In this project, we aimed to understand how T cell responses contribute to the disease progression of amyotrophic lateral sclerosis (ALS). The present data is on single-cell sequencing isolated from human cerebrospinal fluid (CSF) cells from both ALS patients (n=5) and controls (n=4). This analysis was conducted as part of a bigger project which is summarized in the section below. We used flow cytometry to define T cell subsets and phenotypes in blood and CSF samples collected at the time of diagnosis on a cohort of 89 newly diagnosed ALS patients in Stockholm, Sweden. High frequency of CD4+FOXP3- effector T cells in blood and CSF was associated with a poor survival whereas high frequency of activated regulatory T (Treg) cells and high ratio between activated and resting Treg cells in blood was associated with a better survival. T cell profiles also predicted disease progression rate.

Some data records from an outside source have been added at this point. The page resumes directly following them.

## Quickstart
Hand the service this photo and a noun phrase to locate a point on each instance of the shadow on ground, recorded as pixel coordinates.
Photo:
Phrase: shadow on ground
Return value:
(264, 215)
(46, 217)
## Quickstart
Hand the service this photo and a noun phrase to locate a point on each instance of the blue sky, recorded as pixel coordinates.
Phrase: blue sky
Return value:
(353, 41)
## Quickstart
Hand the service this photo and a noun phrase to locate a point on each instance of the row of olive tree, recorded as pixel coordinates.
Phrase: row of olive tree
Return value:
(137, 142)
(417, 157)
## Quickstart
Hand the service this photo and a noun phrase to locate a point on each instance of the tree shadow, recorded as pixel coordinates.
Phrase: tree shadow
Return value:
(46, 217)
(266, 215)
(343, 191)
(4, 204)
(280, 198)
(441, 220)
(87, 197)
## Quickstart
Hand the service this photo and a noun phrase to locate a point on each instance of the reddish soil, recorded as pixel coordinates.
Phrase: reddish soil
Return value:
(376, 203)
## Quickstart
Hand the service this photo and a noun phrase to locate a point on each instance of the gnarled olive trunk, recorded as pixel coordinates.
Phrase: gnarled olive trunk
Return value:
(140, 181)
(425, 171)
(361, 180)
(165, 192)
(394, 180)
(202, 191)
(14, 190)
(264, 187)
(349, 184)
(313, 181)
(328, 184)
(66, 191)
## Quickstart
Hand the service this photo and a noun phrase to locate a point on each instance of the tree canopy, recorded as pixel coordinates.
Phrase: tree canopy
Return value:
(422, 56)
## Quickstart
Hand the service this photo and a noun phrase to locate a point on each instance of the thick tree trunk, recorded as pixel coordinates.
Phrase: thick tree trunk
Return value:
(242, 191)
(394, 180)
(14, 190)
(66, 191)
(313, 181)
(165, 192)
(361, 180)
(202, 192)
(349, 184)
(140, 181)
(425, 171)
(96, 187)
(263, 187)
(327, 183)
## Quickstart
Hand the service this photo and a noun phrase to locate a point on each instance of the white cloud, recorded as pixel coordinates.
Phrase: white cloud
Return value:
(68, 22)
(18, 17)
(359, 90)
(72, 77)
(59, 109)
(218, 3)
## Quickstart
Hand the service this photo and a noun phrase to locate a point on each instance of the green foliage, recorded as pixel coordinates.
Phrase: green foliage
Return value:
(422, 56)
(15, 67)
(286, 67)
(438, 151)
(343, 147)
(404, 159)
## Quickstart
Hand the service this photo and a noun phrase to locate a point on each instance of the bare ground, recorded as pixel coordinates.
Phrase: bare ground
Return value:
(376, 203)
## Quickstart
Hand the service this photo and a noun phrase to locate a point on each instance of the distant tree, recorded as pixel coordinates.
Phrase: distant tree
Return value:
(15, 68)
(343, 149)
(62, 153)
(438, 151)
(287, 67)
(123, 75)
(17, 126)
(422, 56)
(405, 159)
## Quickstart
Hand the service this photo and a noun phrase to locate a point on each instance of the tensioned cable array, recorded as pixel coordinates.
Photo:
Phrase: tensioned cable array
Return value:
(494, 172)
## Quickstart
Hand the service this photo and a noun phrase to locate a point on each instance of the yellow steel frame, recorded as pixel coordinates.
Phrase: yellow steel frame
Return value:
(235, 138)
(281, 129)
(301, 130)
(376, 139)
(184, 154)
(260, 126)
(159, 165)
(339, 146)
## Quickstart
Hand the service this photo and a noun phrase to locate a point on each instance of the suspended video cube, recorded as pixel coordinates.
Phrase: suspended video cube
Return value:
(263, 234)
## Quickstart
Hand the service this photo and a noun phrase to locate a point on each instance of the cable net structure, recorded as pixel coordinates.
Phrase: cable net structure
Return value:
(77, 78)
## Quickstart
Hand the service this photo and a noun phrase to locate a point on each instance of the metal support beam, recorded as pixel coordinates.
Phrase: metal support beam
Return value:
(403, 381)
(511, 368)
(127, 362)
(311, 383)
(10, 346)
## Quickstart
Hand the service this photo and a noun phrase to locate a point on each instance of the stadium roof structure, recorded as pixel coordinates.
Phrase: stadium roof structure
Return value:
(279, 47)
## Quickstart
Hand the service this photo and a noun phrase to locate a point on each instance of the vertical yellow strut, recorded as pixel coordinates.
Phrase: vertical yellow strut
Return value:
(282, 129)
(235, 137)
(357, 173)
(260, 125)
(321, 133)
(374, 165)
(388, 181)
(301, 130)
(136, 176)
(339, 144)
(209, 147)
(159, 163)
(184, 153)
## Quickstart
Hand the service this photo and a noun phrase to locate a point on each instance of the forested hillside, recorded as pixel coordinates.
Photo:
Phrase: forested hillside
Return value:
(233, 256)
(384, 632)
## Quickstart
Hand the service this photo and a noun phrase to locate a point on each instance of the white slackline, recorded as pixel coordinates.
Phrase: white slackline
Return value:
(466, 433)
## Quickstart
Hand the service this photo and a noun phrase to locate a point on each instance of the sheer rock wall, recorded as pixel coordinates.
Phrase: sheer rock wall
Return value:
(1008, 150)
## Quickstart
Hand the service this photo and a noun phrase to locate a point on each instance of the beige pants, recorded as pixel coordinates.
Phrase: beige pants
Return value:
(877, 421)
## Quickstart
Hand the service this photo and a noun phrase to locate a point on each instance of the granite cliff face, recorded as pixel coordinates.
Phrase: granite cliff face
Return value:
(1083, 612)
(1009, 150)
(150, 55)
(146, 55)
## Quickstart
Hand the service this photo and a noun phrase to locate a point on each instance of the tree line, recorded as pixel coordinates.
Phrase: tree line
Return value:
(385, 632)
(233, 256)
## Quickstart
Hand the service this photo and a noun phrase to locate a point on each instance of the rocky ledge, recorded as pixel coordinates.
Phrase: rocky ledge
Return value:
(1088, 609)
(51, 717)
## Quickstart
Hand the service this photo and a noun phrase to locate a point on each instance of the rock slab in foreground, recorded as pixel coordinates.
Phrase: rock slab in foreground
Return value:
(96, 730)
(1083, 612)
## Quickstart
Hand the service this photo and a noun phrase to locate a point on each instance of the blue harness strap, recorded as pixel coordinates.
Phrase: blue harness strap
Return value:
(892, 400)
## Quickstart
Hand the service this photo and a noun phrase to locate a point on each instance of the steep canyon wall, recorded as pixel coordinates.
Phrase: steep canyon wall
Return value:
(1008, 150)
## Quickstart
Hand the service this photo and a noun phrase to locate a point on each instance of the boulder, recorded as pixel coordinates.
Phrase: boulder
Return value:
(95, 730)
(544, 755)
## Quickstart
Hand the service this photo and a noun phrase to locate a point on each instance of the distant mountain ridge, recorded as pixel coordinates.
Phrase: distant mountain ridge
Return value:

On an independent cohort of cases and controls we used single cell transcriptomics data to demonstrate that ALS patients had altered T cell gene expression patterns and clonally expanded CD4+ and CD8+ T cells in CSF. In summary, T cell responses contribute to disease progression of ALS, supporting modulation of adaptive immunity as a viable therapeutic option. The data sets contain single-cell RNA sequencing data from 9 individuals (5 ALS cases and 4 controls). Immune cells were isolated from CSF. Furthermore, for each individual, we studied the T cell receptor repertoire by using V(D)J sequencing. Uploaded files are in fastq format.